The treatments were performed by the plate incorporation technique both in the absence and presence of metabolic activation (S9 mix). The S9 mix of 5% and 10% v/v consisted of an S9 fraction (Aroclor 1254 induced rat liver homogenate) supplemented with cofactors.
Before conducting the mutagenicity test, PETA was evaluated for cytotoxicity in tester strain TA100, both in the absence and presence of S9 mix (5% v/v S9 mix).

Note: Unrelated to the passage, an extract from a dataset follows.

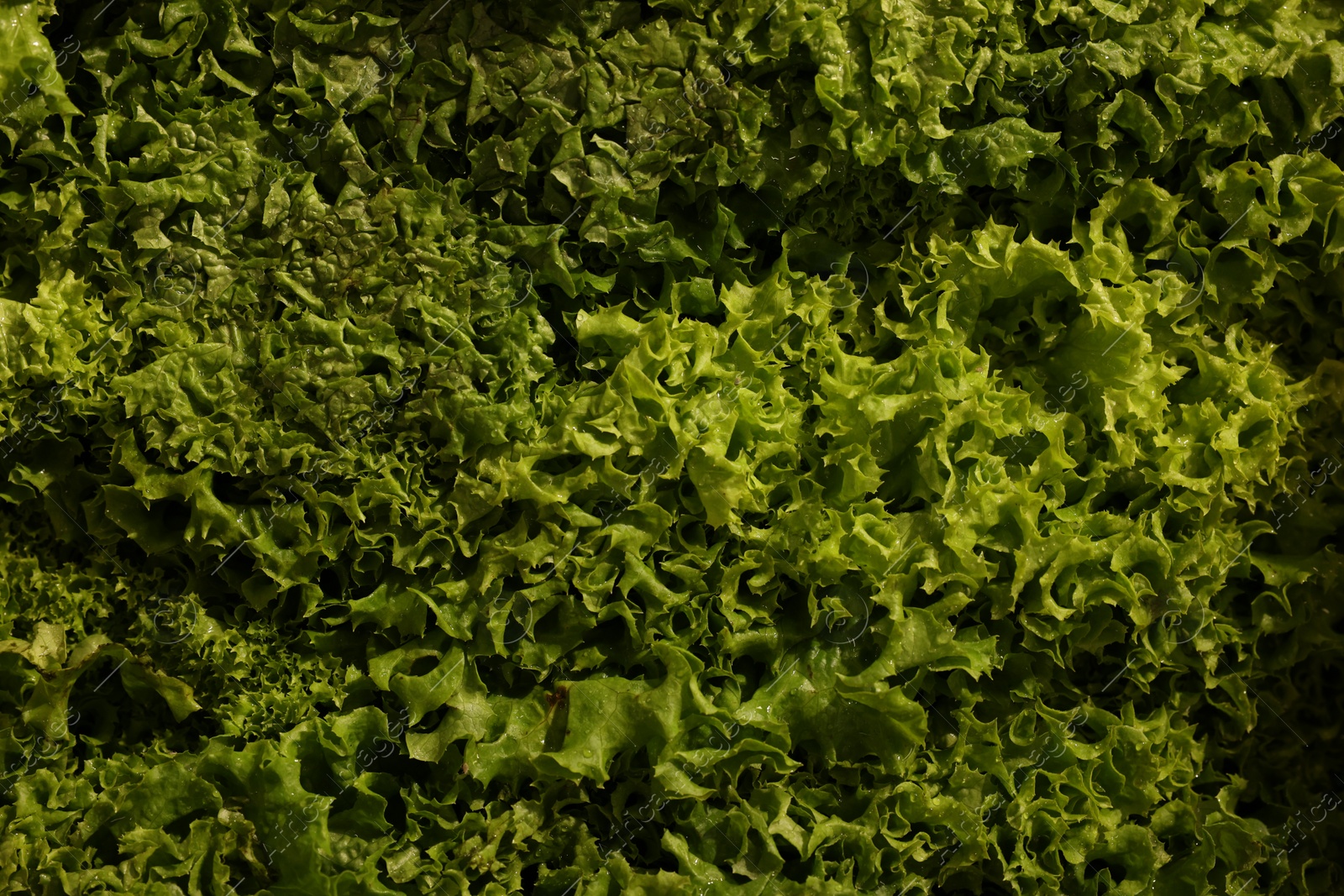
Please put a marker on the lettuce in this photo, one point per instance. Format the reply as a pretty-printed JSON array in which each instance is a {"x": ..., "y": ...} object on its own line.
[{"x": 725, "y": 448}]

Complete inhibition of the background lawn with reduction in revertant colonies (83-85% reduction) was observed at the tested concentration of 5000 μg/plate both in the absence and presence of the metabolic activation system while partial inhibition of the background lawn with reduction in revertant colonies (40-42% reduction) was observed at the tested concentration of 2500 μg/plate both in the absence and presence of metabolic activation system. Normal growth was observed up to the dose level of 1250 μg/plate both in the absence and presence of the metabolic activation system (5% v/v S9 mix).
Hence, 2500 μg/plate of PETA was selected as the highest concentration to be tested in the mutagenicity test both in the absence and presence of a metabolic activation system, for all the tester strains.
Based on the results of the cytotoxicity test, the test concentrations of 78.13, 156.25, 312.5, 625, 1250 and 2500 μg/plate of PETA both in the absence and presence (5% v/v S9 mix) of metabolic activation were selected for Trial I. Trial I did not show any positive mutagenic response when compared to the negative control at any of the tested concentrations. Trial II was conducted to confirm the negative results of Trial I with modified concentrations i.e., 25.6, 64, 160,400, 1000 and 2500 μg/plate in the absence and presence of metabolic activation (S9 concentration was increased to 10% v/v). A positive mutagenic response was not observed in Trial II confirming the results of Trial I. The efficiency of the test system was demonstrated by a clear increase in revertant colonies observed with the positive controls both in the absence and presence of metabolic activation.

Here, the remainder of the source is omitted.